Using containers to improve reproducibility
Overview
Teaching: 20 min
Exercises: 0 minQuestions
How can I use container images to make my research more reproducible?
Objectives
Understand how container images can help make research more reproducible.
Understand what practical steps I can take to improve the reproducibility of my research.
Although this workshop is titled “Reproducible computational environments using containers”, so far we have mostly covered the mechanics of using Docker with little reference the the reproducibility aspects. In this section, we discuss these aspects in more detail.
Work in progress…
Note that reproducibility aspects of software and containers are an active area of research, discussion and development so are subject to many changes. We will present some ideas and approaches here but best practices will likely evolve in the near future.
Reproducibility
By reproducibility here we mean the ability of someone else (or your future self) being able to reproduce what you did computationally at a particular time (be this in research, analysis or something else) as closely as possible even if you do not have access to exactly the same hardware resources that you had when you did the original work.
Hopefully it is reasonably self-evident why containers are an attractive technology to help with reproducibility:
- The same computational work can be run across multiple different technologies seamlessly (e.g. Windows, macOS, Linux).
- You can save the exact process that you used for your computational work (rather than relying on potentially incomplete notes).
- You can save the exact versions of software and their dependencies in the image.
- You can access legacy versions of software and underlying dependencies which may not be generally available any more.
- You can archive and share the image as well as associating a persistent identifier with an image to allow other researchers to reproduce and build on your work.
Sharing images
As we have already seen, the Docker Hub provides a platform for sharing images publicly. Once you have uploaded an image, you can point people to its public location and they can download and build upon it.
This is fine for working collaboratively with images on a day-to-day basis but the Docker Hub is not a good option for long time archive of images in support of research and publications as it does not support adding persistent identifiers to images and it is easy to overwrite tagged images with newer versions by mistake.
Archiving and persistently identifying images using Zenodo
When you publish your work or make it publicly available in some way it is good practice to make images that you used for computational work available in an immutable, persistent way and to have an identifier that allows people to cite and give you credit for the work you have done. Zenodo provides this functionality.

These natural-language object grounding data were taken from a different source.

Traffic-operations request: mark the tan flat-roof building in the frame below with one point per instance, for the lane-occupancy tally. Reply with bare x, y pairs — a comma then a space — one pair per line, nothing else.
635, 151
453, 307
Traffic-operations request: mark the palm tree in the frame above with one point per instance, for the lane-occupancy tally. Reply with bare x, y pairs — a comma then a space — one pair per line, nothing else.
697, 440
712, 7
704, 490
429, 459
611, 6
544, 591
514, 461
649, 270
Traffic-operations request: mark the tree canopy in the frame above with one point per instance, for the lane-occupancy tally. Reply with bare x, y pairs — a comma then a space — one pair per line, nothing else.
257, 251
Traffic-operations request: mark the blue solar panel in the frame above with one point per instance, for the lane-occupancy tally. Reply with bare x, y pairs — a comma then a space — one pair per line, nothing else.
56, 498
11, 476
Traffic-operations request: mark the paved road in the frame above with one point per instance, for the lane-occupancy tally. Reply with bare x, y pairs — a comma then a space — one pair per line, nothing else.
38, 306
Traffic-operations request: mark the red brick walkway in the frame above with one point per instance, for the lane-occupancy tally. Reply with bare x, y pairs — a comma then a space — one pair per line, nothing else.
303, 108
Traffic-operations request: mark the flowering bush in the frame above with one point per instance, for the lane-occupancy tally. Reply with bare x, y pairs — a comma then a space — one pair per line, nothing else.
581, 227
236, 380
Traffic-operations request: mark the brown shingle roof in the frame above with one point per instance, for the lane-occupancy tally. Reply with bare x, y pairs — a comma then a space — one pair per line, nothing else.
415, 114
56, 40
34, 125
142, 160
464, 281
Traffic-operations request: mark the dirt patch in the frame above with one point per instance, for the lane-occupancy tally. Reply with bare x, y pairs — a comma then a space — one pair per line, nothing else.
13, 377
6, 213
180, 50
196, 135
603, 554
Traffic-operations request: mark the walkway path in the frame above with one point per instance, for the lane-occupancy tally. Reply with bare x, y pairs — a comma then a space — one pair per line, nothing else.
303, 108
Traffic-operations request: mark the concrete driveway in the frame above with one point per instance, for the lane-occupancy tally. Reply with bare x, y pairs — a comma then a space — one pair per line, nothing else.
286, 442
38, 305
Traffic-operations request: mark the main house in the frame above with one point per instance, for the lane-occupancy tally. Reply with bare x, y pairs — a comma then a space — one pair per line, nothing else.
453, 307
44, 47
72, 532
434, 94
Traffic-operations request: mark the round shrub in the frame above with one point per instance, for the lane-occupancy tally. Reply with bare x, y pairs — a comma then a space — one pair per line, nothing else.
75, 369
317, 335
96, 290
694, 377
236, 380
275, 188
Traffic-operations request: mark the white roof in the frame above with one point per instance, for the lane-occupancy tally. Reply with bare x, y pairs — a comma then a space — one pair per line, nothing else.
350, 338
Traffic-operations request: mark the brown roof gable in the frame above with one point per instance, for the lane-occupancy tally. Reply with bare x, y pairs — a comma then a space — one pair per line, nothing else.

Zenodo supports the archiving of tar archives and we saw earlier how to capture our Docker images as tar archives using the docker save
command:
docker save image/name:tag -o image-archive.tar
These tar images can become quite large and Zenodo supports uploads up to 50GB so you may need to compress your archive to make it fit on Zenodo using a tool such as gzip (or zip):
gzip image-archive.tar
Once you have your archive, you can deposit it on Zenodo and this will:
- Create a long-term archive snapshot of your Docker image which people (including your future self) can download and reuse or reproduce your work.
- Create a persistent DOI (Digital Object Identifier) that you can cite in any publications or outputs to enable reproducibility and recognition of your work.
In addition to the archive file itself, the deposit process will ask you to provide some basic metadata to classify the image and the associated work.
Note that Zenodo is not the only option for archiving and generating persistent DOIs for images. There are other services out there - some institutions may provide their own, equivalent, service.
Reproducibility good practice
- Make use of images to capture the computational environment required for your work.
- Decide on the appropriate granularity for the images you will use for your computational work - this will be different for each project/area. Take note of accepted practice from contemporary work in the same area. What are the right building blocks for individual images in your work?
- Document what you have done and why - this can be put in comments in the Dockerfile and the use of the image desccribed in associated documentation and/or publications. Make sure that references are made in both directions so that the image and the documentation are appropriately linked.
- When you publish work (in whatever way) use an archiving and DOI service such as Zenodo to make sure your image is captured as it was used for the work and that is obtains a persistent DOI to allow it to be cited and referenced properly.
Key Points
Container images allow us to encapsulate the computation (and data) we have used in our research.
Using a service such as Docker Hub allows us to easily share computational work we have done.
Using container images along with a DOI service such as Zenodo allows us to capture our work and enables reproducibility.